Re: [PATCH 0/5] intel_rapl & perf rapl: combine PMU support

From: Zhang, Rui
Date: Thu Feb 01 2024 - 00:35:22 EST


On Wed, 2024-01-31 at 15:40 +0100, Rafael J. Wysocki wrote:
> On Wed, Jan 31, 2024 at 3:24 PM Zhang Rui <rui.zhang@xxxxxxxxx>
> wrote:
> >
> > This patch series is made based on the patch series posted at
> > https://lore.kernel.org/all/20240131113713.74779-1-rui.zhang@xxxxxxxxx/
> >
> > Problem statement
> > -----------------
> > MSR RAPL powercap sysfs is done in
> > drivers/powercap/intel_rapl_msr.c.
> > MSR RAPL PMU is done in arch/x86/events/rapl.c.
> >
> > They maintain two separate CPU model lists, describing the same
> > feature
> > available on the same set of hardware. This increases unnecessary
> > maintenance burden a lot.
> >
> > Now we need to introduce TPMI RAPL PMU support, which again shares
> > most
> > of the logic with MSR RAPL PMU.
> >
> > Solution
> > --------
> > Introducing PMU support as part of RAPL framework and remove
> > current MSR
> > RAPL PMU code.
> >
> > The idea is that, if a RAPL Package device is registered to RAPL
> > framework, and is ready for energy reporting and control via
> > powercap
> > sysfs, then it is also ready for PMU.
> >
> > So introducing PMU support in RAPL framework that works for all
> > registered RAPL Package devices.
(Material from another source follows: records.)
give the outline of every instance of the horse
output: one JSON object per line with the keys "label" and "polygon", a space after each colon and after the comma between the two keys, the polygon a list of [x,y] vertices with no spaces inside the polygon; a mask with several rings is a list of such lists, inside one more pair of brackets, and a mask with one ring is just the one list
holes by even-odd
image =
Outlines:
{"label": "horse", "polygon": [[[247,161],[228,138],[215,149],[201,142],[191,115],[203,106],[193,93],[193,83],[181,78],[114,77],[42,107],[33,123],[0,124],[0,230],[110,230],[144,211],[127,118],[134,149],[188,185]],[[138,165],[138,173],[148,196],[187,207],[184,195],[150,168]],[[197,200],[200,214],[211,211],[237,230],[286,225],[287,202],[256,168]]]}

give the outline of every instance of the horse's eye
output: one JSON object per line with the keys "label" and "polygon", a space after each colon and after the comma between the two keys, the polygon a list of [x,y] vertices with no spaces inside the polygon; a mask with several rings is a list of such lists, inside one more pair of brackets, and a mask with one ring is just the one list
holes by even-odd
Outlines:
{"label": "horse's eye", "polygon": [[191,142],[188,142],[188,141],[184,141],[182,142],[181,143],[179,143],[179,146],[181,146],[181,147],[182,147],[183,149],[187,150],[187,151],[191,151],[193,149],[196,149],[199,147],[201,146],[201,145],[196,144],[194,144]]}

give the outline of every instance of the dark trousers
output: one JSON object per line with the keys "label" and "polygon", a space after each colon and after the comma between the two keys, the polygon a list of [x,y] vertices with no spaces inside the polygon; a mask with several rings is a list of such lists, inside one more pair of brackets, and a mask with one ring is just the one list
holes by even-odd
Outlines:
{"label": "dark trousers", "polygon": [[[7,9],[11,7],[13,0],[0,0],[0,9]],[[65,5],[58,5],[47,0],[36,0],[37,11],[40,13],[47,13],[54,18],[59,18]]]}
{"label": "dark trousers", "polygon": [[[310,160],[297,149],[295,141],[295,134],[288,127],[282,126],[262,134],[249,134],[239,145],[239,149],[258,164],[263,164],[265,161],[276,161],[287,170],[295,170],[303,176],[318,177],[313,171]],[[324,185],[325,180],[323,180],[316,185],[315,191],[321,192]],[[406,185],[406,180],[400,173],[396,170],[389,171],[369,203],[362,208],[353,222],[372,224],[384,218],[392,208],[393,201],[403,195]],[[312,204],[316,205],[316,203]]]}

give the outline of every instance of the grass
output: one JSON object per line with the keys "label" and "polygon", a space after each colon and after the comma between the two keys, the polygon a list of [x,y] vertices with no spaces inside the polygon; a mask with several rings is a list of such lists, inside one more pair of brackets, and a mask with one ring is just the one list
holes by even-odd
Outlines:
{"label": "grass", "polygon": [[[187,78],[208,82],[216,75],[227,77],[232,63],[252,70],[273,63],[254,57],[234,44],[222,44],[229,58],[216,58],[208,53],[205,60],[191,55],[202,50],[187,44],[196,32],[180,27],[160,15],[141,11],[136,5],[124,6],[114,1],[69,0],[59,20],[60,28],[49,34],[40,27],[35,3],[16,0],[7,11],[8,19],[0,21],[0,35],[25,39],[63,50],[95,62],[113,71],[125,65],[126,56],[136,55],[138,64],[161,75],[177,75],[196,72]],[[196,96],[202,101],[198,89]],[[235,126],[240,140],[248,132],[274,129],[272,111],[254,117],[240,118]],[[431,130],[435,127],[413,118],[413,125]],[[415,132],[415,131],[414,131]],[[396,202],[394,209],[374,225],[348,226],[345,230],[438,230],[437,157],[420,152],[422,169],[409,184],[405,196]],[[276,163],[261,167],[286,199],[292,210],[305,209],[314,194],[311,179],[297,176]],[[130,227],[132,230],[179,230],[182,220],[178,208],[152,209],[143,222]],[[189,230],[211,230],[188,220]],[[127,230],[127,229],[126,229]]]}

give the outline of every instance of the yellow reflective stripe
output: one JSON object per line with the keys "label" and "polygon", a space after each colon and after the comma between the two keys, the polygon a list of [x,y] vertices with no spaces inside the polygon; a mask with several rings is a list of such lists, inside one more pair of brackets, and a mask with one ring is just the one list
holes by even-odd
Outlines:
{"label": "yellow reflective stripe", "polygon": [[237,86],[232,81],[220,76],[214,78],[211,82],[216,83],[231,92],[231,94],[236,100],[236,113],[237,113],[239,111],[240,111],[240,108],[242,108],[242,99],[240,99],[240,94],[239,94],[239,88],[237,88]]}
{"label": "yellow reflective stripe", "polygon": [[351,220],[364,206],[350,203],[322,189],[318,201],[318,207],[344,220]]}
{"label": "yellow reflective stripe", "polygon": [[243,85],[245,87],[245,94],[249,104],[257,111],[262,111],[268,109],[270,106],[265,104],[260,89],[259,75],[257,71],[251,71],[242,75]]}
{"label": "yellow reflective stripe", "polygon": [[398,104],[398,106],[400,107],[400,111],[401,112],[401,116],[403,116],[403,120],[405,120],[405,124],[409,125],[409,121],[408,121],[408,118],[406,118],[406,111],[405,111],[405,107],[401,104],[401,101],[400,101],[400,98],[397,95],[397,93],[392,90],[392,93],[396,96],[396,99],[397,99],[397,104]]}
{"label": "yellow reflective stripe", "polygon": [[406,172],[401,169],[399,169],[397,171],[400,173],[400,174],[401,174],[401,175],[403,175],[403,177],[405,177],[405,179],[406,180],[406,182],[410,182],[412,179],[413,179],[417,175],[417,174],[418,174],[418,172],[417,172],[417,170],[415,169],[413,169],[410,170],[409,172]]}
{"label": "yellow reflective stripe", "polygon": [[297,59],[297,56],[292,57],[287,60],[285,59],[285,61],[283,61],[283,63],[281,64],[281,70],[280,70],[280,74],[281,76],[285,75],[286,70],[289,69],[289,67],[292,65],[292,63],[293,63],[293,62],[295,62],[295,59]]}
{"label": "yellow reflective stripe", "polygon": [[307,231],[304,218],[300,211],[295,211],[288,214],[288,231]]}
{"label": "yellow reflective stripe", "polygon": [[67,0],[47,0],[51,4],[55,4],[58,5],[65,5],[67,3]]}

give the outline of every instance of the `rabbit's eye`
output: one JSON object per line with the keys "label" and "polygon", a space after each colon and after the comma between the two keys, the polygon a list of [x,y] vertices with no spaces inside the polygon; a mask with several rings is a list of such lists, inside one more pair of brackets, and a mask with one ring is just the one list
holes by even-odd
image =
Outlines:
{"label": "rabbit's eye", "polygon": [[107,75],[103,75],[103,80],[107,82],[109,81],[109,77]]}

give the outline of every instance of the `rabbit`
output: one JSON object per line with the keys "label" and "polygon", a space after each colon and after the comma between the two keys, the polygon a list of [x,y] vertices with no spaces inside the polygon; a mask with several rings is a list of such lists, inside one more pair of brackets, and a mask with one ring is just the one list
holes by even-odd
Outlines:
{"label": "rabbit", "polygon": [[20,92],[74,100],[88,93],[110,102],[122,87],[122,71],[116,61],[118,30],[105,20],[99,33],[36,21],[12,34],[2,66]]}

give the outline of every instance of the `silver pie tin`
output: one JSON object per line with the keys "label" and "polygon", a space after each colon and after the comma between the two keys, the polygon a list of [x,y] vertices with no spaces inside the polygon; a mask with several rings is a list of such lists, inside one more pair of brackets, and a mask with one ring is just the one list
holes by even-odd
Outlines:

With this, we can remove current
> > MSR
> > RAPL PMU completely.
> >
> > Given that MSR RAPL and TPMI RAPL driver won't funtion on the same
> > platform, the new RAPL PMU can be fully compatible with current MSR
> > RAPL
> > PMU, including using the same PMU name and events
> > name/id/unit/scale.
> >
> > For example, on platforms use either MSR or TPMI, use the same
> > command
> >  perf stat -e power/energy-pkg/ -e power/energy-ram/ -e
> > power/energy-cores/ FOO
> > to get the energy consumption when the events are in "perf list"
> > output.
> >
> > Notes
> > -----
> > There are indeed some functional changes introduced, due to the
> > divergency between the two CPU model lists. This includes,
> > 1. Fix BROADWELL_D in intel_rapl driver to use fixed Dram domain
> > energy
> >    unit.
> > 2. Enable PMU for some Intel platforms, which were missing in
> >    arch/x86/events/rapl.c. This includes
> >         ICELAKE_NNPI
> >         ROCKETLAKE
> >         LUNARLAKE_M
> >         LAKEFIELD
> >         ATOM_SILVERMONT
> >         ATOM_SILVERMONT_MID
> >         ATOM_AIRMONT
> >         ATOM_AIRMONT_MID
> >         ATOM_TREMONT
> >         ATOM_TREMONT_D
> >         ATOM_TREMONT_L
> > 3. Change the logic for enumerating AMD/HYGON platforms
> >    Previously, it was
> >         X86_MATCH_FEATURE(X86_FEATURE_RAPL,            
> > &model_amd_hygon)
> >    And now it is
> >         X86_MATCH_VENDOR_FAM(AMD, 0x17, &rapl_defaults_amd)
> >         X86_MATCH_VENDOR_FAM(AMD, 0x19, &rapl_defaults_amd)
> >         X86_MATCH_VENDOR_FAM(HYGON, 0x18, &rapl_defaults_amd)
> >
> > Any comments/concerns are welcome.
>
> Say the first patch in the series is applied and the last one is not.
> Will anything break?

No. Without the last patch
1. for platforms using TPMI RAPL, .enable_pmu flag is set and PMU is
registered via RAPL framework
2. for platforms using MSR RAPL, it doesn't set .enable_pmu flag, and
the PMU is registered by arch/x86/events/rapl.c

>
> Regardless of the above. if any existing code is moved unmodified by
> this series to a new location,

intel_rapl PMU support shares a lot of code with
arch/x86/events/rapl.c, but still there are quite a lot of differences.
Including
1. dynamic PMU probing
2. using intel_rapl wrappers to get energy units and read energy
counter
etc.

thanks,
rui
> it would be nice to be able to see that
> in the patches.  Otherwise, some subtle differences may be missed.